Selama perjalanan tubuh Ardi dan Denis tampak terguncang-guncang akibat jalan yang tak rata, setelah sedikit melewati jalan raya mereka memang akan di suguhkan jalan pedesaan yang kebanyakan tak rata. Tak lama mereka sampai di depan Rumah Neneknya Ardi. Rumah sederhana yang terbuat dari papan dengan warna biru muda.

Mereka segera turun, Denis membenarkan bajunya yang sedkit tak pada posisinya, namun pandangannya menatap Rumah sang Nenek yang terlihat begitu sepi.

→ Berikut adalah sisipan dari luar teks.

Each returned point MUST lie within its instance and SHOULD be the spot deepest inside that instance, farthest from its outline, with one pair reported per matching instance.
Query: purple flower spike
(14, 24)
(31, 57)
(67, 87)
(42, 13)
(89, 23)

"Kok bengong Nis, yuk?" ujar Ardi antusias, Denis mengikuti langkah kaki Ardi.

"Nenek....?" Ardi berteriak sambil mengetuk pintu rumah Neneknya.

"Iya tunggu sebentar!" pintu perlahan terbuka dan seorang Nenek yang sudah berambut putih tampak menatap Ardi dan Denis secara bergantian.

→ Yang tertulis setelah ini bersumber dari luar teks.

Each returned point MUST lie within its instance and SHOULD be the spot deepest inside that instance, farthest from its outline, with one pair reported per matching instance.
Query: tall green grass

"Yaampun ini ada cah bagus" Nenek memegang kedua pipi Denis dengan geram.

"Nenek? Kasian Denis kesakitan tuh" Nenek tersenyum lalu melepaskan tangannya dari pipi Denis.

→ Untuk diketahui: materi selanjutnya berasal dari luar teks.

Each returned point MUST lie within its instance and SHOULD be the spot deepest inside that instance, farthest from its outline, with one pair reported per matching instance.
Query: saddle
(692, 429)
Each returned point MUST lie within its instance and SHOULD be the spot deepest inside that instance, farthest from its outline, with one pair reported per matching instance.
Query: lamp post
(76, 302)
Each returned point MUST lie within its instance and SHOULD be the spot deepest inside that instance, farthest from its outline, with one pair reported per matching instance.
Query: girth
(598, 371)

"Nenek gak kangen ya sama Ardi?"

"Ya Allah ini Ardi?." Nenek memeluk Ardi erat-erat lalu menciumi pipi kanan dan kiri Ardi. Nenek melongo saat melihat Denis yang masih berdiri melihat Ardi dan Neneknya berpelukan. "Itu siapa Cung?" Ardi menoleh melihat Denis.

"Oya, kenalin Nek, ini Denis anak majikan di tempat Ibu dan Ayah kerja"

"O..." Nenek mengangguk.

"Denis" ujar Denis mengguk santun.

"Ayo mari cah bagus, masuk ke pondok Nenek!" ujar Nenek punuh antusias. Ardi dan Denis masuk kedalam. Denis duduk di kursi yang terbuat dari bambu, sedangkan Ardi sibuk membawa tas mereka kedalam kamar.

"Gimana Nis, udaranya segar kan?" Ardi yang baru saja datang lalu duduk di kursi yang ada di depan Denis.

"Iya Ar seger banget"

"Ayo sini cung, ajak temennya makan dulu, habis perjalanan jauh pasti lapar kan?"

"Yuk Nis kita makan, kamu tadi lapar kan?"

Denis tersenyum. "Yuk.."

Ardi beranjak dari tempat duduknya, lalu berjalan menuju dapur di ikuti oleh Denis di belakangnya.

"Silahkan, silahkan duduk Cah Bagus" Nenek masih sibuk menuang air putih di gelas.

"Jangan panggil Cah Bagus Nek, panggil Denis saja"

"Oalah.. Yan mbok ndak papa toh? Yasudah kalo ndak mau. Ayo siahkan makan! Nenek tinggal dulu ya?"

"Iya Nek" Nenek pergi meninggalkan Ardi dan Denis.

"Ayo Nis makan, jangan cuma diliatin!"

"Ar, Nenek kamu baik banget ya? Perhatian lagi, tapi nih pipi ku masih sakit di cubit tadi" Ardi terkekeh

"Tuh kan apa aku bilang, kamu pasti betah deh di sini"

Denis tersenyum lalu mereka mulai makan bersama. Denis merasa bahagia dan damai saat berada di Desa ini, karna jauh dari Rara yang selalu membuat hari-harinya tak terasa nyaman.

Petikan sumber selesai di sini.